The Critical Factor: Initiating the Abort After V1
One common cause of runway excursions during takeoff is attempting to abort after reaching the V1 speed. Despite repeated warnings and lessons, some pilots still gamble with their safety, hoping to stop within the remaining runway length. Yet, the reality is that experts have already calculated the necessary stop distances in performance charts, and it is far wiser to trust their calculations than to take unnecessary risks.
Continuous Training: The Key to Safe Flying
While we all make mistakes as humans, this is precisely why we undergo pilot training once or twice a year. Training serves as an opportunity to practice potentially life-threatening scenarios until they become second nature to us. Although a fire warning or similar urgency might compel us to pull back on the power and brake aggressively, it is crucial to consider our speed in relation to the crucial V1 number. The motto here is simple: train like you fly, and fly like you train.

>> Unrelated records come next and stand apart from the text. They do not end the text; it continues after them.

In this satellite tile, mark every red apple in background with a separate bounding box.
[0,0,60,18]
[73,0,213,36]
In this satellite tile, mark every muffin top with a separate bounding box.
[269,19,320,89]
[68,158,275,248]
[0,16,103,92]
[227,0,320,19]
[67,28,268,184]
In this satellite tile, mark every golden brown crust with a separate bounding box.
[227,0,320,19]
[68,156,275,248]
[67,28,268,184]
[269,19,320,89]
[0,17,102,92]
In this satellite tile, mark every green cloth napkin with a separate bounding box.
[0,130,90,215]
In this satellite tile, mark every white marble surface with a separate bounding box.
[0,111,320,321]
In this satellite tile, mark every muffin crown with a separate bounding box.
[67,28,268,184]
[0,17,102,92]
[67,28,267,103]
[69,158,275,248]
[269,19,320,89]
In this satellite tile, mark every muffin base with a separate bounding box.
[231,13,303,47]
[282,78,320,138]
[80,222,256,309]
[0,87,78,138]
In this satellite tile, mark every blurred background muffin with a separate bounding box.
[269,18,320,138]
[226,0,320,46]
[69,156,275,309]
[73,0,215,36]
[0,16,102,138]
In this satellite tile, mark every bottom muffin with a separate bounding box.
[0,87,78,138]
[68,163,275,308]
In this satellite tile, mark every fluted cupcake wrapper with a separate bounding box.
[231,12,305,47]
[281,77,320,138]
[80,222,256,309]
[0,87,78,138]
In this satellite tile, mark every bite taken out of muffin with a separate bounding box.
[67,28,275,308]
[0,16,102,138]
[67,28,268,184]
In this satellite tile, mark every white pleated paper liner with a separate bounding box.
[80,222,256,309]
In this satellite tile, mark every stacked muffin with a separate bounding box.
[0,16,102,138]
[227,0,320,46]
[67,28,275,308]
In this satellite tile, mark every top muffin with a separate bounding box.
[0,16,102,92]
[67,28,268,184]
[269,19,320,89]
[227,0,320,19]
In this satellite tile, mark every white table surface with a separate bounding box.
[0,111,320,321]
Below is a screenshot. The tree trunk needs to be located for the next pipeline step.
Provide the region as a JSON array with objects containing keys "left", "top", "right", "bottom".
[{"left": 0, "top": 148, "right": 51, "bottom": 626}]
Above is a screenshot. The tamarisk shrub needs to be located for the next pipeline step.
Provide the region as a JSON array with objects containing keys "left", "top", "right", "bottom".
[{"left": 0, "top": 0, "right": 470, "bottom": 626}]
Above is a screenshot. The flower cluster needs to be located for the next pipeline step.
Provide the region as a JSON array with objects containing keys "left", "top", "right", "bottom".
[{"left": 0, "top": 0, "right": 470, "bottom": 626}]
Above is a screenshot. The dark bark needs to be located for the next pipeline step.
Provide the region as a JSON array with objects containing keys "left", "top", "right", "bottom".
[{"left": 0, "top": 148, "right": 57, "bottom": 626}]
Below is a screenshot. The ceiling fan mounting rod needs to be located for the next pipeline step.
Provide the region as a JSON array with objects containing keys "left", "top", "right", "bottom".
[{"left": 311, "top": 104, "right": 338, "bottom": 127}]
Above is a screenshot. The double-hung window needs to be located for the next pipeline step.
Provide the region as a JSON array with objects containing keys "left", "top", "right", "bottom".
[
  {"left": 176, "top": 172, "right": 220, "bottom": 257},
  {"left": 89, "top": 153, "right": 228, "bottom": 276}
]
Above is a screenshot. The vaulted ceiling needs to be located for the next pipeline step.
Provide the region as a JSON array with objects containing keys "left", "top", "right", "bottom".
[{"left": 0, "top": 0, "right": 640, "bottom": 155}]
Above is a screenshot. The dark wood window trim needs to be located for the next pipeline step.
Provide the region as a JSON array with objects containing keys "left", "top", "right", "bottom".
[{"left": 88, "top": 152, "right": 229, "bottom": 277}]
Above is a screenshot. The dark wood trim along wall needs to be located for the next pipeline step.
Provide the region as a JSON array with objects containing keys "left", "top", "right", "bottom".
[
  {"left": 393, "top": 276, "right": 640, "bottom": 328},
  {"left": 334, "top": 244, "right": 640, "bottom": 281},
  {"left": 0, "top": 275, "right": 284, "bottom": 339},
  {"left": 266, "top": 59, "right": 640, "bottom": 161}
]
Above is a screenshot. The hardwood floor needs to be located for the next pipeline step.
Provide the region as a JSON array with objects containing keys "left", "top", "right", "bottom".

Pilot Training for Excursion Prevention
The main factor in preventing runway excursions is to train like you fly and fly like you train. Below are some best practices, but as always, follow the procedures provided in your aircraft procedures, company manual, and the regulations.
Weather Assessment: Check weather conditions thoroughly, including wind speed, visibility, and runway conditions. Use this information to plan the approach and landing.
Runway Selection: Choose the best-suited runway based on aircraft performance, wind direction, runway length, and condition.
Weight and Balance Check: Ensure the aircraft is within its weight and balance limits. Overloading or improper balance can affect stopping distances.
Maintain Situational Awareness: Always be aware of your surroundings. This includes knowing your position relative to the runway and understanding the airport layout.
Monitor Speed and Descent Rate: Maintain a stable approach with an appropriate speed and descent rate. High speed or steep descent can lead to runway overshoot.
Touchdown on Target: Aim to touch down within the first third of the runway. A late touchdown can lead to an overrun.
Use Appropriate Deceleration Methods: Use all available deceleration methods such as wheel brakes, spoilers, and reverse thrust as necessary.
Go-Around if Necessary: If the approach isn’t stable or if there are any doubts about a safe landing, perform a go-around.
Stay Alert After Touchdown: Maintain focus until the aircraft has come to a complete stop and is clear of the runway.
Follow Taxi Instructions: Pay attention to taxi instructions from air traffic control and ensure you’re familiar with the airport layout to avoid confusion.
Remember, preventing runway excursions starts with good planning, continued vigilance, and always being prepared to go-around if conditions aren’t perfect. It’s better to take an extra circuit around the pattern than risk a runway excursion. A small commitment to best practices can make a monumental difference in averting accidents and preserving lives.